Thursday, May 12, 2005

Anyone for souvenirs!!?


S
OUVENIR shops can be found in airports, cities and marketplaces everywhere. And let's be honest. Souvenirs are tacky, tacky, tacky.According to souvenir shops, Aussie culture consists of bullet-riddled road signs, koalas and kangaroos in cork hats, Aboriginal art ties (traditionally worn by which tribe exactly?), crocodile stubby holders, Sydney Harbour Bridge nail cutters and canned witchetty grubs. Souvenirs are tacky. But surprisingly tempting.
In Youghal, Ireland, a friend found a 3-D, 1m-long plaster replica of the Last Supper. It was a classic. Lovingly handpainted Jesus looked cross-eyed; Peter appeared to be a drag queen and the remaining Apostles had obviously been hitting the turps. She had trouble fittig it in her luggage. She also bought a leprechaun soft-toy. Big mistake.
It played a techno-version of When Irish Eyes are Smiling at random moments in her luggage thus causing her to sweat with anxiety in Customs queues and look as if she'd had nine crack-cocaine-filled condoms for breakfast.
In the Netherlands, Carl – the gay doll wearing socks with sandals – was on a par with George Washington Barbie from New York. Barbie was decked out in George Washington clobber including wig to celebrate President's Day. Why? Was George Washington a cross-dresser? Or do Americans want Barbie for president?
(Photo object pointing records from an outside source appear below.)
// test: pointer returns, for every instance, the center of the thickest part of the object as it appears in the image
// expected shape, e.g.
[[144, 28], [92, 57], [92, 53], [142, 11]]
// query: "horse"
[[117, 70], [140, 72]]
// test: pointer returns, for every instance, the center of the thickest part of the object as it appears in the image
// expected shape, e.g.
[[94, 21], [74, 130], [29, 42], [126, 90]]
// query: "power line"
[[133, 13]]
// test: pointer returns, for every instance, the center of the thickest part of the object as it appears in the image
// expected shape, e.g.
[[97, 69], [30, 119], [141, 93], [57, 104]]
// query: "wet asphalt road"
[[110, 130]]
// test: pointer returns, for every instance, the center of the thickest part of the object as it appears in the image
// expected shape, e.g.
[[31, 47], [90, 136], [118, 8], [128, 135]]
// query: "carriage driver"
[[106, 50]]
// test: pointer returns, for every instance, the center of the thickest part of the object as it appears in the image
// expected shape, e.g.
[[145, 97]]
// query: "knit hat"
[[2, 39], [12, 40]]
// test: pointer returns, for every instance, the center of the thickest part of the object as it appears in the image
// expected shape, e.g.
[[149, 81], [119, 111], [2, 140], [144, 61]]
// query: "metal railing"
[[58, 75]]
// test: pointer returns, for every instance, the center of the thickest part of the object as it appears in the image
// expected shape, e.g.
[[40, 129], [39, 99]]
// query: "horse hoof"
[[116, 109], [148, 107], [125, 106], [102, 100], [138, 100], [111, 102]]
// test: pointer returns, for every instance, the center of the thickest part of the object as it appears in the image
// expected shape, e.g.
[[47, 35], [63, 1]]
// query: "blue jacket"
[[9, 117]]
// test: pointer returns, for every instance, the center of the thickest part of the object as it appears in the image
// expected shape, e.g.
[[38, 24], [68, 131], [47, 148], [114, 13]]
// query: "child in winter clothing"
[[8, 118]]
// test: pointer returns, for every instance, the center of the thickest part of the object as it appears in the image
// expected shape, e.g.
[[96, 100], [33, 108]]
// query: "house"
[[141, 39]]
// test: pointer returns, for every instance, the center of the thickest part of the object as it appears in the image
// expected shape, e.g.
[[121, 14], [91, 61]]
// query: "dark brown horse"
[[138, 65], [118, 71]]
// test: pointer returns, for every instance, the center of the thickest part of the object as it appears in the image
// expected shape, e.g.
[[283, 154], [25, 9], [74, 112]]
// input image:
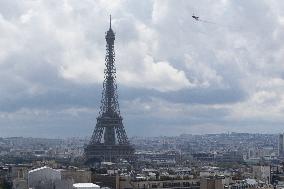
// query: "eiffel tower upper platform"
[[109, 141]]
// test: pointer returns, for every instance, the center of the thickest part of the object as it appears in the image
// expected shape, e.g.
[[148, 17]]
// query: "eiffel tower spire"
[[109, 132]]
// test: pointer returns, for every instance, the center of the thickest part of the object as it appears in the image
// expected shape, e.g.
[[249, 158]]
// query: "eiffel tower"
[[109, 141]]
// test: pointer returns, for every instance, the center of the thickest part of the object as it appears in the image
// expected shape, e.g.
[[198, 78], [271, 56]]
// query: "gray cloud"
[[174, 73]]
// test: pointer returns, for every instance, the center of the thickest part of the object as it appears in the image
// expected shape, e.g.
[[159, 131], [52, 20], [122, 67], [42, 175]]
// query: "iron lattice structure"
[[109, 141]]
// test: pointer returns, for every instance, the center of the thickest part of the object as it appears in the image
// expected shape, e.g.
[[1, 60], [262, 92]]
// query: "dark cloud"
[[174, 73]]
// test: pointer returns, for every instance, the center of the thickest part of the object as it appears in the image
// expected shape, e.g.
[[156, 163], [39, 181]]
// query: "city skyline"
[[175, 74]]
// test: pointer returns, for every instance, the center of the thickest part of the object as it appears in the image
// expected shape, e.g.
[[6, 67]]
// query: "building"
[[212, 182], [109, 141], [43, 178], [281, 145], [262, 173], [85, 186]]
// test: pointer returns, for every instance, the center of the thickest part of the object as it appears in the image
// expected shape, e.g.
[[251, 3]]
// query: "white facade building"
[[43, 178], [85, 186]]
Other tacky but tempting souvenirs I've found include whisky-flavoured McCondoms in Edinburgh, the fig-leafed statues of David in Italy with fig leaves in three sizes (small, medium and snug), Safe-T man, the life-size, simulated male inflatable car companion in LA, and the Parthenon coffee table in Athens. All available on the internet!
But now with two famous funerals and a royal wedding, tourists are facing an explosion in kitsch souvenirs. There are Charles and Camilla T-shirts, mouse mats, mugs, fridge magnets and key rings all sporting the April 8, 2005, date. If the wrong date doesn't have collectors hyperventilating, then the tea towel will. The less-than-brilliant sketch portraits suggest that Charles is actually marrying Rod Stewart.
Meanwhile, in Rome, the Vatican is ramping up its souvenir sale opportunity marketing Pope John Paul II candles, busts, key chains, 3-D Jesus pop-up postcards, glow-in-the-dark rosary beads, Divine Mercy lapel pins and Pontiff Pill Boxes.
While in Monaco, there is the Prince Rainier commemorative mug, plate and a stamp. Being only two square kilometres, Monaco is about the size of a postage stamp. So it seems appropriate.
But I feel sorry for the Queen. She has one of the tackiest china collections in the world. It includes Charles and Diana's wedding china, four mugs and a plate, Andrew and Sarah's wedding china, three mugs and a plate, Anne and Mark Phillips' wedding china, one mug, and Edward and Sophie's wedding china, one mug. And guess where the Queen keeps this collection? At Balmoral Castle in a shed, or stables, out the back.
I don't think the Queen mixes paint in the mugs or anything. But she has the right idea. She's already set the precedent. And she won't have to look at Camilla's mug on her mantelpiece.